Si la vie est une offrande, la mort, elle, restera un « Haqq », comme aimait à le répéter feu Béji Caïd Essebsi, lors de son mandat présidentiel. Et pour droit qu’elle soit, la mort est, paradoxalement, une vie pour l’oeuvre que l’on aurait accomplie, pour les femmes et les hommes que l’on aurait forgés et ceux qu’on aurait influencés.
C’est pour cela que le « départ » de notre professeur, ami et frère Ezzeddine Larbi est, en soi, une nouvelle vie. Et si pour les siens, pour nous, pour ses amis, ses anciens étudiants et confrères, ce départ s’apparente à une perte, le fait, aujourd’hui, d’honorer sa mémoire est l’éternité.

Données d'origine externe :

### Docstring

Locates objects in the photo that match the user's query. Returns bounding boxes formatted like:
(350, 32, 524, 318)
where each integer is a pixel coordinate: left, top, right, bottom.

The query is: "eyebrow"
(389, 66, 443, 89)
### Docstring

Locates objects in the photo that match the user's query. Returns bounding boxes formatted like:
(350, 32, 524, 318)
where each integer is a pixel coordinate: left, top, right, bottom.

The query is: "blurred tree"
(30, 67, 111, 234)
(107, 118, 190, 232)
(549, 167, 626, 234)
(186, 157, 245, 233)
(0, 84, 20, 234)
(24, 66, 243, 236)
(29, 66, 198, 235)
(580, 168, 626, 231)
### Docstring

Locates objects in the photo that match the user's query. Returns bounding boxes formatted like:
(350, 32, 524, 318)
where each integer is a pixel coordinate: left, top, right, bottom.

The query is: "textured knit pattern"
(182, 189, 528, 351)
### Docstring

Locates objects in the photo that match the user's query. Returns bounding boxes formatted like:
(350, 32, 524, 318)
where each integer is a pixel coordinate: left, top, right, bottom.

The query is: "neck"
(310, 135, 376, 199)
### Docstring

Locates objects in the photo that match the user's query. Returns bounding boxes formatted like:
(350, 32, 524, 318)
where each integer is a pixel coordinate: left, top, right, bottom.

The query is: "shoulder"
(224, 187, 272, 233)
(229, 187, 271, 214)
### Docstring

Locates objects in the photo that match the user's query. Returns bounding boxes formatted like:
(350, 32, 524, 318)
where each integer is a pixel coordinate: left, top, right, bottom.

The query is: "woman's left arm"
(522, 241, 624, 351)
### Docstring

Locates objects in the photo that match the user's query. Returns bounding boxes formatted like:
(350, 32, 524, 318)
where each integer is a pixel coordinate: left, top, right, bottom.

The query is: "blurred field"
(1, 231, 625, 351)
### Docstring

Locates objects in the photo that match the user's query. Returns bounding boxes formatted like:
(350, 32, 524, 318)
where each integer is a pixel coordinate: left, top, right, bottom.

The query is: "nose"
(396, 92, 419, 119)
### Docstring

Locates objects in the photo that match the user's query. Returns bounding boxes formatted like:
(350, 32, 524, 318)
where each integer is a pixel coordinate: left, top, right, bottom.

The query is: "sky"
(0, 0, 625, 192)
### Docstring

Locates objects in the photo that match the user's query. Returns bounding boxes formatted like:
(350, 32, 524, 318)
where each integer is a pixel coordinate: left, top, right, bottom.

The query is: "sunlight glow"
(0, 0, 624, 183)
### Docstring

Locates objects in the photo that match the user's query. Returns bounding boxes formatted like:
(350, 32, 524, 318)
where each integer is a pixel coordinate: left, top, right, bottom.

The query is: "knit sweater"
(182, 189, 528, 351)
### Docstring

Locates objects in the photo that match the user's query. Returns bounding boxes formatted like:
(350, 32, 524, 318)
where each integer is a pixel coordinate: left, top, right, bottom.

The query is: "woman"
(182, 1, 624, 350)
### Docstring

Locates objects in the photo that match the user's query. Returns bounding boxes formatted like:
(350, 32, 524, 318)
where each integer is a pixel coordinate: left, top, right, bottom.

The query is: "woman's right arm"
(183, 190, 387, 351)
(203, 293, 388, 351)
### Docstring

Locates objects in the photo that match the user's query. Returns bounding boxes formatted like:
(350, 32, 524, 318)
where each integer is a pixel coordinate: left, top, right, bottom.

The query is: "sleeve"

Le départ de Ezzeddine Larbi fut, comme le dit son frère et ami Mohamed, rapide. Lui qui se baignait encore récemment dans les eaux bleues de notre chère Méditerranée comme pour purifier ce corps qui l’habitait pour peu de temps encore.
Lui qui récemment tenait des discussions interminables sur l’économie mondiale et locale, qui ne s’arrêtait jamais quand il parlait de modèles économiques, d’expériences de certains pays qui l’ont vu, à plusieurs reprises, fouler le tarmac de leurs aérodromes et éplucher les stratégies et les projets de leur développement.
« Le « départ » de notre professeur, ami et frère Ezzeddine Larbi est, en soi, une nouvelle vie »
Ezzeddine Larbi était comme cela, rien ne pouvait l’éloigner des faits économiques, dont il était insatiable : les modèles de développement, les stratégies suivies, celles non suivies, les expériences africaines, les revirements stratégiques, la monnaie, l’inflation, les équilibres macroéconomiques, ses propres recherches…et bien d’autres sujets. Je me souviens d’un jour où par un pur hasard, je l’ai rencontré à la sortie de l’ex siège de la BAD à Tunis, où il était en mission ponctuelle.
Nous avions pris un café dans un endroit que ni lui ni moi ne connaissions auparavant, au milieu de gens simples et ô combien courtois. Le temps avait coulé, rapidement, puisqu’à un moment, après avoir déjà doublé nos consommations, nous nous rendîmes compte que l’on avait drôlement faim. De quoi avions-nous discuté ? Bien vu. Bien sûr d’économie.
C’est pour cela que son départ est pour moi le départ d’une partie de l’économie qui nous entoure et nous abreuve depuis le jour où nous nous sommes rencontrés sur les bancs de la Faculté. Lui debout, enseignant sa science et moi, au milieu de tant d’autres, assis en mode réceptif.
Aux tiens, tu manques certainement beaucoup, mais à la pensée, tu manqueras également. Alors nous continuerons, pour toi tout d’abord et pour l’économie, ensuite, à penser et à nous…baigner dans cette eau méditerranéenne que tu aimais tant.